Les deux moitiés 71 et 72 du boîtier ferro-magnétique sont reliées de fa- çon étanche à l'huile par des vis 73. La moitié 71 est clavetée en 74 sur l'arbre 75, tandis que la moitié 72 peut tourner librement sur l'arbre 76.
L'étanchéité est réalisée par une garniture 77. Le plateau 78 ferro-magnétique est claveté en 79 sur l'arbre 76. La moitié 71 du boîtier présente un évidement annulaire 80 qui est fermé vers l'intérieur de l'embrayage ou du frein par un disque annulaire 81 en matière non magnétique. A la moitié 71 du boîtier est reliée une pièce de vidage 82 en matière non magnétique, dans laquelle est placée une pièce polaire annulaire 83 en matière ferromagnétique. A l'intérieur de la pièce polaire se trouve l'aimant permanent annulaire 84 susceptible de se déplacer d'un mouvement de translation, et qui est aimanté radialement, de façon à présenter les pôles indiqués par N et S. Sur l'arbre 75 peut se déplacer un organe 85 auquel sont reliés deux doigts 86, reliés eux-mêmes à l'aimant 84.
Sur les doigts 86 se trouvent les ressorts 87 qui prennent appui contre les rondelles 88. Avec l'organe 85 est en prise un levier 89 pivoté en 90. Le ressort 91 sollicite l'ensemble de l'organe 85 et de l'aimant 84 vers la position de repos représentée figure 5. Le boîtier est rempli d'huile 92 mélangée à une poudre fer- ro-magnétique.

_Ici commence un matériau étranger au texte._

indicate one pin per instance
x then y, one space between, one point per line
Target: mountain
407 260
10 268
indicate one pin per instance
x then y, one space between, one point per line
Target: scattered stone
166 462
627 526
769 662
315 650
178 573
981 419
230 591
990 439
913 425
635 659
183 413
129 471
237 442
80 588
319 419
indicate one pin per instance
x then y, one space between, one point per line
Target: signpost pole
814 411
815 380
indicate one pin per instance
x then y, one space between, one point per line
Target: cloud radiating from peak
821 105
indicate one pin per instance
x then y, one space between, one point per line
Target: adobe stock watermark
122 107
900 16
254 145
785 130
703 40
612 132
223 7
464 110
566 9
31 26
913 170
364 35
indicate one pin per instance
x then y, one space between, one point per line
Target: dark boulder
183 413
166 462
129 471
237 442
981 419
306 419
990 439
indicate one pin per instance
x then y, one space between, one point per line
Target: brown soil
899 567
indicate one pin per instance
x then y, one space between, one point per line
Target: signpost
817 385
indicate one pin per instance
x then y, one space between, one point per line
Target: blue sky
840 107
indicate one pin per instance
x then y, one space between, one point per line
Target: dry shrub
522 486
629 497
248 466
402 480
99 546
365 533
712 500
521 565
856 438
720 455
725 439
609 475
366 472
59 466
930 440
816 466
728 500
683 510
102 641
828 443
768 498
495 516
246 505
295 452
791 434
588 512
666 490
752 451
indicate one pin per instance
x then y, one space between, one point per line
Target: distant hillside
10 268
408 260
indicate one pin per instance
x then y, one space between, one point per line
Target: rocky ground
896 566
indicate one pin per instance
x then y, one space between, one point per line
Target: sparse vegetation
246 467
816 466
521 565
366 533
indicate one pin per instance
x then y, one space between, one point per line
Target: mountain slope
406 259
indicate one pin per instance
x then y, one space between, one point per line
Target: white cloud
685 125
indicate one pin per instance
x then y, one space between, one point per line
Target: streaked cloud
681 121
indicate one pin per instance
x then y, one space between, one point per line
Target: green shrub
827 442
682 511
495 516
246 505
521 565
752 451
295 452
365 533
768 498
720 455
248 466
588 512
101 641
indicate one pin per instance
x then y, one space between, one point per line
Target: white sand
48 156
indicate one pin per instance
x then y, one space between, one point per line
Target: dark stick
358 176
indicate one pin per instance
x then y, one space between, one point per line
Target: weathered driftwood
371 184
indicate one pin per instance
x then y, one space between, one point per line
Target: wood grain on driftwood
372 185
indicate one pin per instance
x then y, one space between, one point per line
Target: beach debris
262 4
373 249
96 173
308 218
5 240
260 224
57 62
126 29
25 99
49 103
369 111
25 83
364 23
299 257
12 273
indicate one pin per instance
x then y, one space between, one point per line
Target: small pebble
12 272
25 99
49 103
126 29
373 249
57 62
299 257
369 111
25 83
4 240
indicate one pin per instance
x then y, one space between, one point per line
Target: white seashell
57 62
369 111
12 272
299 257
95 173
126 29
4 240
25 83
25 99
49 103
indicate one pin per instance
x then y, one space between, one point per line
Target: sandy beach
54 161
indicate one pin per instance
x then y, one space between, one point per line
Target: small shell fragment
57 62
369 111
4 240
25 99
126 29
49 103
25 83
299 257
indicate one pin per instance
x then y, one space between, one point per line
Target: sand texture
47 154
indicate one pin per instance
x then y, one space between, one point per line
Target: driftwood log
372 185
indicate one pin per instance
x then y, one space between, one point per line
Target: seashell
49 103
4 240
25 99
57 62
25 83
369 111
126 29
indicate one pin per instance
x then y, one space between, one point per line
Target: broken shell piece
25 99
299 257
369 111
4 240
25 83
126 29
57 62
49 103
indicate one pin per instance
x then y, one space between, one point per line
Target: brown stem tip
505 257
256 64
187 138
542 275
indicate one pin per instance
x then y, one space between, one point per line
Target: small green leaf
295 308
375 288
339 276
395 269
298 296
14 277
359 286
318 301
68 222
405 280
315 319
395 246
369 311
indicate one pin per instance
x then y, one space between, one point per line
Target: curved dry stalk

Sur la figure 5, les lignes de force suivent le trajet représenté en tirets, tout entier à l'intérieur de la pièce polaire 83, de sorte qu'aucune action ne s'exerce sur le plateau 78. Mais quand le levier 89 est déplacé en surmontant l'action du ressort 91, l'organe 85 et l'aimant 84 se déplacent dans le sens de la flèche 93, jusqu'à ce que l'aimant se trouve dans la moitié 71 du boîtier. Les rondelles 88 prennent alors appui contre la pièce polaire 83. Grâce au trajet des lignes de force représentées figure 6, la pièce 71 se recouvre d'une mince couche de poudre ferro-magnétique. En même temps, le plateau 78 est attiré. L'huile est refoulée dans l'espace 94 formé entre la paroi postérieure du plateau 78 et la moitié 72 du boîtier.
Suivant la position de l'aimant 84, une partie plus ou moins grande du flux de force total suit le trajet de la figure 6 ou celui de la figure 5, de sorte que l'on peut faire varier à volonté la force de serrage et, par suite, le moment d'embrayage ou de freinage, entre zéro et le maximum.
Si la force extérieure appliquée au levier 89 cesse de s'exercer, les ressorts 87 et 91 ramènent l'aimant dans la position de repos de la figure 5.
Le principe qui est à la base de la présente invention n'est pas limité aux constructions représentées et décrites précédemment à titre d'exemples. Il est également applicable à d'autres types de freins ou d'embrayages, par exemple à des freins à sabot, à des embrayages coniques, à des freins à ruban.